I love to hear positive stories like yours. You are so courageous! I was diagnosed with systemic scleroderma a month ago. It wasn’t until recently that I had the courage to even look up pics of what I can look like with this disease.. i try everyday to have a little more courage to read up on things to educate myself but it’s extremely hard 😞 I am 53 years old and that was the scariest day of my life to be diagnosed with an incurable, dehabilitating disease. Never before did I think of death until now! I have had GERD for 30 years and wondering if I had this since then. Thankfully my internal organ testing came out good.
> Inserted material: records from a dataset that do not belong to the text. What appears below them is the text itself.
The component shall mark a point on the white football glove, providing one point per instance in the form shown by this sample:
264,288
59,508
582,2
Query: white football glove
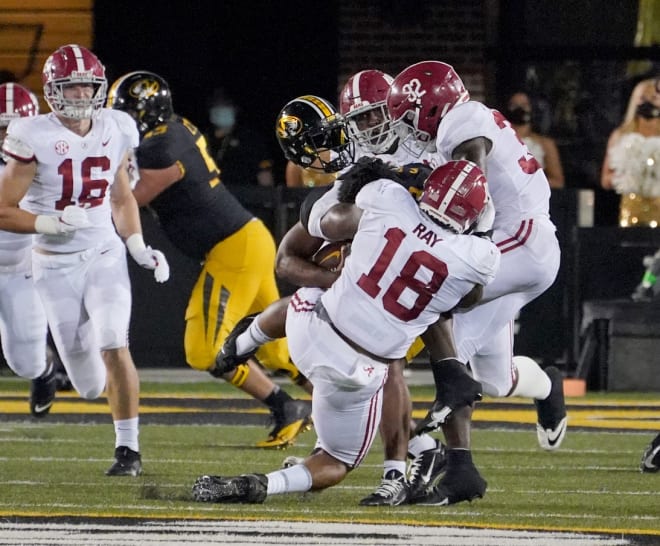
147,257
72,219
Strangely enough since I was diagnosed, I have been feeling a weird, numbness in parts of my body (face, thighs, arms and calfs) as well as multiple muscle spasms. I am certain that it has something to do with either the cellcept or the pantoprazole thy prescribed for my stomach, as that is quite ironic that I all of a sudden upon diagnosis, I feel somethng. I am going to a neurologist to do testing on my nerves next week. I also feel like my muscles are visibly relaxed, like I have muscle atrophy. I live in Florida (there goes my days at the beach! 😩) and the medical care quite frankly sucks down here. Unfortunately we are at an awkward time due to covid with all the travel restrictions:-( I am waiting for this quarantine to lift so I can go to a specialist in NY. I dont feel like any of my doctors here even understand what Im feeling and dont feel like they provide the care or answers I need. Im just treated like any other patient with no real sense of urgency. I feel they should treat someone with an incurable disease with a little more compassion. I hope my story turns out as admirable as yours.
Thank you for sharing ❤️
Stay well..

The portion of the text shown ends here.